#Run Dagger on Kubernetes | Dagger
1 messages · Page 1 of 1 (latest)
I assume that the runner I'm running would need to have kubectl installed as well as the appropriate kubeconfig to talk to the k8s API? Definitely feels like the docs are missing a step or two to get this wired up properly.
Hey @prisma leaf!! Are you setting up your runners on kubernetes and the dagger engine as a DaemonSet? Meaning, will runners connect to a container pod on the same host?
Yes, I believe I have all that set up properly. The piece I'm not sure I have set up properly is Persistent Volume with the local cache, but... I figured if I could get some dagger jobs running with engine on the node that would learn pretty quick if that PV was setup improperly.
But I guess the question is... If the engine is running on the same node, shouldn't I just be able to point the gitlab runner to a specific port on the node?
That is correct. Not a port directly but rather a uds. You can mount the unix socket and then set the environment variable that the Dagger CLI uses to connect to the engine. Quick example we have here for github runners:
The pod that will run the dagger CLI has the volume mount:
- name: varrundagger
mountPath: /var/run/buildkit
And the env variable:
env:
- name: _EXPERIMENTAL_DAGGER_RUNNER_HOST
value: unix:///var/run/buildkit/buildkitd.sock
This works because the dagger helm chart deploys the daemonset and volume mounts from the host the /var/run/buildkit directory
This is what I get on the describe for my dagger pod
So... I imagine I just need to alter what you gave me a bit for my varrundagger?
The daemonset pod looks correct. What I was referring to is the runner pod that needs the changes 👍
Hmmm, so I need to mount that path on the Gitlab runners is what you're saying?

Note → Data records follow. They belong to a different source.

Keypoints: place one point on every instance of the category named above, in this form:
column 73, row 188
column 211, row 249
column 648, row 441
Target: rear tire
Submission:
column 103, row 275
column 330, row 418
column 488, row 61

Exactly! On the Gitlab runner you are going to run the Dagger CLI. The CLI needs to connect to the engine via a unix domain socket (there are other ways to connect to the engine, but for your use case this one seems the most appropriate), that is why you mount the socket the engine listens on directly on the runner pod
We'll review the docs and make some updates to make it more clear!
My gitlab job...
extends: [.dagger]
variables:
_EXPERIMENTAL_DAGGER_RUNNER_HOST: "unix:////var/run/dagger/dagger.sock"
rules:
- if: $TRIGGER_ACTION == 'dagger-help'
script:
- dagger --help
I'll attempt to figure out how to get that mount path established on the gitlab runner. Wish me luck. Hah.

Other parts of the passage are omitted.